Ace breakfast with these paleo breakfast enchiladas! They are perfect for Whole30, paleo or even just gluten free diets. Meal prep them on Sunday and enjoy a delicious paleo breakfast all week too.
When doing Whole30 or trying to stick to paleo eating, breakfast can be tough. I always feel like I follow the same routine of bacon and eggs or paleo breakfast meatballs when I’m making a paleo breakfast recipe. That all changed with these paleo breakfast enchiladas though.
To make a paleo breakfast recipe, you obviously have to cut out all grains, refined sugars and a few other key ingredients. To make these breakfast enchiladas paleo friendly, I replaced the tortillas with thin, crepe like eggs.
The filling is a mixture of pulled pork and diced potatoes. You can substitute pretty much any of your favorite breakfast meats though.
Some great filling ideas for the enchiladas:
- Breakfast sausage and sweet potato
- Diced ham and potato
- Pulled pork and butternut squash
- Sage sausage and apple
Want a little cheese without the actual cheese? Toss on some nutritional yeast to get that cheese like texture. That will keep the enchiladas a paleo breakfast but it won’t be Whole30 compliant.
I highly recommend saving the extra enchilada sauce. I gave some to a friend and she said she just wanted to eat it with a spoon! So good and perfect for adding a little extra flavor to so many dishes like (note: these are not all paleo)
- Enchilada Skillet
- Chicken Enchilada Stuffed Zucchini
- Tex Mex Chilaquiles
- Enchilada Stuffed Poblano Peppers
I made a batch of these up until the baking the step and then kept them in the fridge until the next day when I was ready to bake and serve them.
You could also make these individually and just heat up the sauce before putting it on top of your rolled up and stuffed egg “crepe.” Any way you make these, you are guaranteed to have a paleo breakfast that tastes anything like diet food!

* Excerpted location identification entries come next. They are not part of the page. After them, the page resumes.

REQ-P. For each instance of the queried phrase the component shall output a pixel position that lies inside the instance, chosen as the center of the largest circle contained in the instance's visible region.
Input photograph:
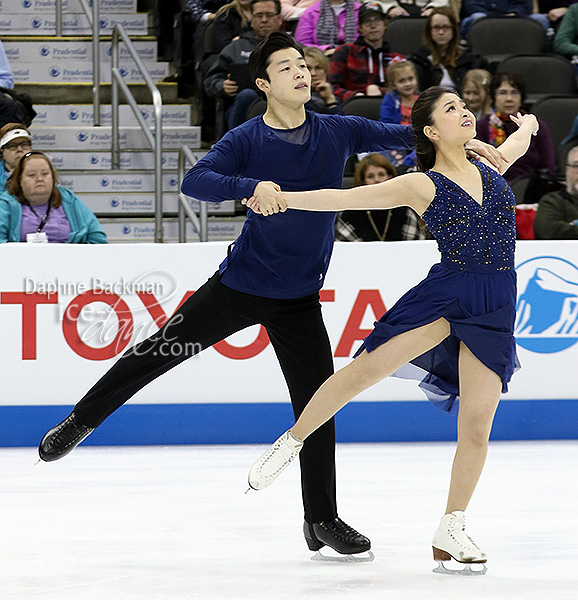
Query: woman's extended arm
(414, 189)
(517, 143)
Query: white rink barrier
(59, 50)
(145, 203)
(59, 314)
(100, 138)
(82, 115)
(72, 73)
(72, 23)
(102, 160)
(32, 7)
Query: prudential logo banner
(547, 308)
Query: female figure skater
(455, 328)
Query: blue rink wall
(60, 318)
(169, 424)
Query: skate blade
(467, 571)
(343, 558)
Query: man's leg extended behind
(211, 314)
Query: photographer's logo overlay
(547, 307)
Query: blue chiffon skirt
(480, 307)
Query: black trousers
(215, 311)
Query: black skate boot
(63, 438)
(337, 535)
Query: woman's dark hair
(421, 116)
(259, 59)
(513, 79)
(14, 183)
(453, 50)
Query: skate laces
(457, 531)
(282, 453)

If you love this paleo breakfast recipe, you need to try these other amazing paleo breakfast ideas:
- Paleo Breakfast Meatballs
- Paleo Southwest Waffles
- Paleo Sweet Potato Waffles
- Paleo Balls of Fire
- Paleo Breakfast Stacks
Items You Need for this Recipe:
If you make these paleo breakfast enchiladas or any other recipe from the blog, I’d love to hear about your experience. Let me know in the comments or snap a photo and tag it #MySuburbanKitchen on Instagram or Twitter.
- 8 eggs lightly beaten
- Salt and pepper
- 1 1/2 cup cooked, shredded pork
- 1 cup diced potatoes
- 1 cup grape tomatoes quartered
- 1/2 avocado diced
- 2 Tbsp chopped cilantro
- 1 cup enchilada sauce divided
- 4 Tbsp ghee
- 1 1/2 Tbsp chipotle chili powder
- 1/2 Tbsp Mexican Hot chili powder
- 1 tsp cumin
- 2 cloves garlic minced
- 15 oz tomato sauce
- 1 1/2 cup water
- 2 Tbsp arrowroot powder
- 2 Tbsp water
Melt ghee in medium saucepan over medium heat. Add chili powders, cumin and garlic. Cook for 1 minute or until fragrant. Stir in tomato sauce and water. Bring a boil and then reduce heat to simmer. Simmer for 10-15 minutes. In a small bowl, whisk together arrowroot powder and 2 Tbsp water. Then, whisk into sauce to thicken.
In a medium bowl, combine shredded pork, diced potatoes and 1/4 cup enchilada sauce. Stir to combine.
Heat a crepe pan or large skillet over medium heat. Coat pan in oil and pour in eggs to create a thin, crepe like layer. Cook for 2 minutes and flip. Cook for an addition 1-2 minutes or until done. Repeat with remaining eggs.
Preheat oven to 350 degrees.
To create enchiladas: Spoon pork mixture into egg rounds. Roll up and place in baking pan. Spoon remaining enchilada sauce on top. Bake in preheated oven for 10-15 minutes. Top with tomatoes, cilantro and avocado before serving.
If you want the sauce to be less spicy, reduce the amount of Mexican hot chili powder and increase the chipotle chili powder. You should have a total of 2 Tbsp chili powder.